SAG-AFTRA and the advertising industry have maintained seven weeks of silence during commercial contract talks — even with the current master contract expiring Thursday.
Both sides have declined to comment on the talks, which launched Feb. 17 in New York City with the pledge that a news blackout would be in effect until there was a deal in place.
The current three-year contract covers roughly $1 billion in annual earnings for performers, but the union has made scant efforts to mobilize its 160,000 members about the issues. It campaigned between October and January against ad agency Droga5 using SAG-AFTRA members for non-union ads, an assertion that the agency said was not true, then dropped off a petition on Jan. 12 with 8,000 signatures at the agency’s headquarters.
SAG-AFTRA-elected leaders also conducted a required series of “wages and working conditions” members-only meetings in the fall to hammer out a bargaining proposal, but it never disclosed any of the details of those proposals to anyone who wasn’t attending the meetings.

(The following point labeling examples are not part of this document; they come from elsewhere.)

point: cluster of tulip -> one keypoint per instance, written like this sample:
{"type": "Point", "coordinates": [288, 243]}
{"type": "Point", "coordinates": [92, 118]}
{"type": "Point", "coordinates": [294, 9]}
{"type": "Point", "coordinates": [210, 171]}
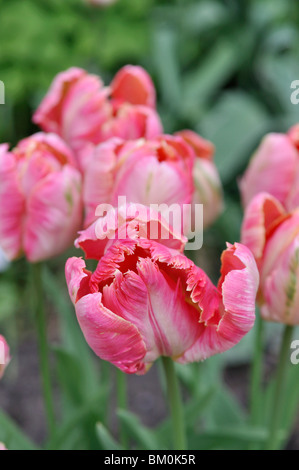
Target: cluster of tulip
{"type": "Point", "coordinates": [146, 299]}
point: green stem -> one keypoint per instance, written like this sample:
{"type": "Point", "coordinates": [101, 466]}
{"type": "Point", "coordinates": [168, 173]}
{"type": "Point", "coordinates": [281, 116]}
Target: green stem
{"type": "Point", "coordinates": [256, 371]}
{"type": "Point", "coordinates": [121, 381]}
{"type": "Point", "coordinates": [279, 385]}
{"type": "Point", "coordinates": [43, 349]}
{"type": "Point", "coordinates": [176, 405]}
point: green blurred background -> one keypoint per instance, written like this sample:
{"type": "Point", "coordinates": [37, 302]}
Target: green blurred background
{"type": "Point", "coordinates": [221, 68]}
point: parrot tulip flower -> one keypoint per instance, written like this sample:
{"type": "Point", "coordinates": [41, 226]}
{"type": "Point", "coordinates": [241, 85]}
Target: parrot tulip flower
{"type": "Point", "coordinates": [157, 171]}
{"type": "Point", "coordinates": [40, 198]}
{"type": "Point", "coordinates": [166, 170]}
{"type": "Point", "coordinates": [80, 109]}
{"type": "Point", "coordinates": [274, 168]}
{"type": "Point", "coordinates": [146, 299]}
{"type": "Point", "coordinates": [272, 234]}
{"type": "Point", "coordinates": [206, 180]}
{"type": "Point", "coordinates": [4, 355]}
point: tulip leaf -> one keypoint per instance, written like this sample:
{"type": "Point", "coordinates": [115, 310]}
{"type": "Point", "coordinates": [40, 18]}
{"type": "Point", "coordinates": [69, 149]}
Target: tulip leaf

The union announced Jan. 24 that the national board had approved the contract proposal, but without a strike authorization.
The current three-year deal was the first major successor agreement to go into effect under the 2012 merger of SAG and AFTRA and received 96% support in the ratification vote, with pay increases totaling $238 million during its three-year life. In the 2013 negotiations, which lasted two months, SAG-AFTRA made little effort to mobilize members in support of its positions and gave no details of the contract proposal.
The 2013 negotiations lasted eight weeks and concluded following a one-week extension of the expiration.
The under-the-radar strategy is consistent with the policies of the late president Ken Howard, who died a week ago, and national executive David White to keep details of contract negotiations under the radar until the conclusion of negotiations. Howard began leading a coalition of self-styled moderates in 2009 that took over the leadership of the union in elections by pushing hard for merger — contending that the combined union would have more bargaining power.
Since 2009, the union has largely avoided any public confrontation with employers. Longtime Howard ally Gabrielle Carteris succeeded Howard as acting president on March 23.
Still, if there’s no agreement after the contract expires and negotiations crater, SAG-AFTRA could go on strike. Under the union’s constitution, the national board could declare a strike following approval by 75% of the members voting.
There’s no indication SAG-AFTRA would strike. The self-styled moderates have held power since 2009, and efforts by the more activist Membership First faction have yielded only a dozen seats on the 80-member board.
However, SAG and AFTRA did go on strike over the commercials contract in 2000 for six months, one of the longest work stoppages in Hollywood history. The ad industry’s proposal to replace the pay-per-play system of compensation — known as Class A — with quarterly buyouts had inflamed the membership and the SAG and AFTRA boards voted 150-0 to strike.
The union held hundreds of rallies and pickets and boycotted Ivory Soap, Tide and Crest before getting a deal that preserved Class A, boosted cable pay by 140% and gave the union jurisdiction over Internet ads.
For its part, the ad industry — repped through the joint policy committee of the American Assn. of Advertising Agencies and the Assn. of National Advertisers — sent out its usual caution late last year to members warning of the possibility of a strike.
The committee told members in November to consider “prudent planning” in the case of a strike including rescheduling production planned for March 31 through June. It also advised members to consider taking steps to maintain rights on current commercials if those rights are expiring in the three months after March 31.